On Friday, May 3, Dr. Esther Fride from Israel reviewed the molecular
biology of cannabinoids and how they work in the body. She explained how
cannabinoids and opioid pain medicine (like morphine) work together in a
synergistic fashion. New research shows there are at least three different
endogenous cannabinoids. One of these has been shown to be essential for
suckling in newborn rat pups. If the action of the cannabinoid is blocked
with an antagonist drug, the newborn pups do not suckle and thus die.
Therefore, not only is the internal cannabinoid system important for pain
control but it also regulates important appetite areas in the brain that are
essential for life in newborn mammals.
Later in the morning, Dr. David Bearman provided a historical review of
medical cannabis that has been used as medicine for thousands of years. Dr.
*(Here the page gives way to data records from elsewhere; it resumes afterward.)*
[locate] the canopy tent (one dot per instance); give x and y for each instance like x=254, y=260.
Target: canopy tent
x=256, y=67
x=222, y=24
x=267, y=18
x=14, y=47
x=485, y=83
Rick Musty reviewed the studies that showed pain relief with cannabinoids in
patients with multiple sclerosis. Dr. Juan Sanchez-Ramos talked about how
cannabinoids might help some persons with movement disorders such as
Dr. Donald Abrams discussed his odyssey of having to spend years trying to
study cannabis in persons with AIDS/HIV. The federal government blocked his
study on the possible benefit of cannabis until he changed his study around
to look for the bad effects rather than the good effects of cannabis. In
spite of this federal stonewalling that lasted for years, Dr. Abrams finally
completed a study and published it last year showing that smoking cannabis
has no negative effect on the immune system of persons with AIDS and
actually helps patients improve appetite and gain weight. He is looking
forward to more clinical studies to include using cannabis for pain
management in persons with prostate cancer and breast cancer whose cancer
has spread to the bones.
Dr. Stuart Rosenblum, the director of the Legacy Emanuel Pain Clinic in
Portland, reviewed clinical case studies from Oregonians who are
participating in the Oregon Medical Marijuana Act (OMMA) and who volunteered
to fill out questionnaires and pain diaries. Dr. Rosenblum reported,
“Patient comments emphasize efficacy and functional improvement”. Dr. Wenner
from Hawaii also discussed positive clinical experience with more than 250
patients in Hawaii.
At lunch, Oregon State Health Officer, Dr. Grant Higginson, discussed The
Oregon Medical Marijuana Act—Three Years of Experience. He reported there
are currently some 3003 patients and 628 doctors participating in the OMMA.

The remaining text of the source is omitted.